Auschwitz museum: Russia not invited to event marking camp’s liberation by Red Army

WARSAW — The Auschwitz Museum said Wednesday that the war in Ukraine will exclude Russia from an upcoming ceremony marking the 78th anniversary of the Red Army’s liberation of the Nazi death camp.
“Given the aggression against a free and independent Ukraine, representatives of the Russian Federation were not invited to this year’s commemoration,” Piotr Savitsky, a museum representative at the site of the former camp, told AFP.
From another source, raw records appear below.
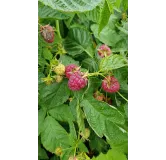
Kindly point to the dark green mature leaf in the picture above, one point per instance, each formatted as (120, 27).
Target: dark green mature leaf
(78, 41)
(122, 75)
(41, 117)
(104, 17)
(98, 144)
(41, 152)
(92, 15)
(66, 60)
(98, 112)
(116, 136)
(55, 94)
(71, 5)
(111, 155)
(54, 135)
(112, 62)
(107, 35)
(61, 113)
(48, 12)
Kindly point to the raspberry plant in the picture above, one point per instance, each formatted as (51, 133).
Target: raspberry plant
(82, 80)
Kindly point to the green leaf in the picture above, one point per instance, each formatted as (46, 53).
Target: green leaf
(112, 62)
(41, 117)
(47, 54)
(48, 12)
(108, 36)
(54, 135)
(122, 75)
(93, 15)
(66, 60)
(55, 94)
(41, 152)
(104, 17)
(111, 155)
(61, 113)
(78, 41)
(98, 112)
(82, 147)
(71, 5)
(97, 143)
(116, 136)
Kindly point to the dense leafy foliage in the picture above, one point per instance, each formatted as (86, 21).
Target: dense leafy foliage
(77, 118)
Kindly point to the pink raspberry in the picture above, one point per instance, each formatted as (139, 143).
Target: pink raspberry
(104, 51)
(110, 84)
(70, 69)
(77, 81)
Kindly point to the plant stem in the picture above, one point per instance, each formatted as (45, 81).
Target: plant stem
(57, 29)
(122, 96)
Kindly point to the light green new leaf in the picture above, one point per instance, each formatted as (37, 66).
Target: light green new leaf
(112, 62)
(71, 5)
(98, 112)
(41, 117)
(111, 155)
(104, 17)
(55, 94)
(54, 135)
(61, 113)
(78, 41)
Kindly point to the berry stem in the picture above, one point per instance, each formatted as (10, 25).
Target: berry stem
(57, 29)
(123, 97)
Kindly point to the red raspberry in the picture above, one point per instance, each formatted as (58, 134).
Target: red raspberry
(104, 51)
(70, 69)
(77, 81)
(47, 33)
(110, 84)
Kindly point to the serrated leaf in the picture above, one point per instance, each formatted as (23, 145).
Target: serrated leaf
(66, 60)
(48, 12)
(41, 117)
(61, 113)
(115, 135)
(78, 41)
(47, 54)
(98, 112)
(104, 17)
(93, 15)
(41, 152)
(71, 5)
(54, 135)
(112, 62)
(82, 147)
(122, 75)
(111, 155)
(55, 94)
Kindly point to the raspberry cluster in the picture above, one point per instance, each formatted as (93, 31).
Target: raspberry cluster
(110, 84)
(104, 51)
(47, 33)
(77, 79)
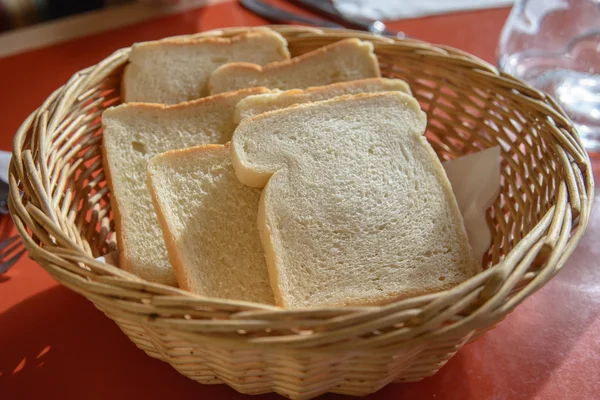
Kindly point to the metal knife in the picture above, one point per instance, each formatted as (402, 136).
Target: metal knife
(326, 8)
(276, 14)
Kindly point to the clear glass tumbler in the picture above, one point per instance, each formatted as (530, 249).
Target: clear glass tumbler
(554, 45)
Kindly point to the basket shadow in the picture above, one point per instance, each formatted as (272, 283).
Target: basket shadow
(58, 342)
(550, 338)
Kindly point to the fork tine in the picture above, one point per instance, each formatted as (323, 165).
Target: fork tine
(5, 266)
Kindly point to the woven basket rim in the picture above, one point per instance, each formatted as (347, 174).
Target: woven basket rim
(491, 296)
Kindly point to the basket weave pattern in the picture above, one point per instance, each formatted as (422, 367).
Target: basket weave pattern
(547, 187)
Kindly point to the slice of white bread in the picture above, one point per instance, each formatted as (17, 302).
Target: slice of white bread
(260, 103)
(177, 70)
(208, 219)
(133, 134)
(356, 207)
(346, 60)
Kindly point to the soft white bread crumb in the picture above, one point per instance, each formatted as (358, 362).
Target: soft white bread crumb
(260, 103)
(356, 207)
(176, 70)
(133, 134)
(208, 219)
(346, 60)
Friday marks 78 years since the liberation of the Auschwitz-Birkenau death camp built by Nazi Germany in occupied Poland, a date that has become Holocaust Remembrance Day.
Until now, Russia has always taken part in the commemorations held every year on January 27, and its delegate spoke at the main ceremony.
The director of the museum, Pyotr Tsyvinsky, said that it was obvious that under the current conditions he could not “sign a letter to the Russian ambassador in an inviting tone.”
“I hope this will change in the future, but we have a long way to go,” he said, according to the PAP news agency. “Russia will need an extremely long and very deep introspection after this conflict in order to return to the meetings of the civilized world.”
The museum condemned the Russian offensive as a “barbaric act” on the day Russia invaded Ukraine on February 24 last year.
Auschwitz-Birkenau became a symbol of Nazi Germany’s genocide of six million European Jews, one million of whom perished in camps between 1940 and 1945, along with over 100,000 non-Jews.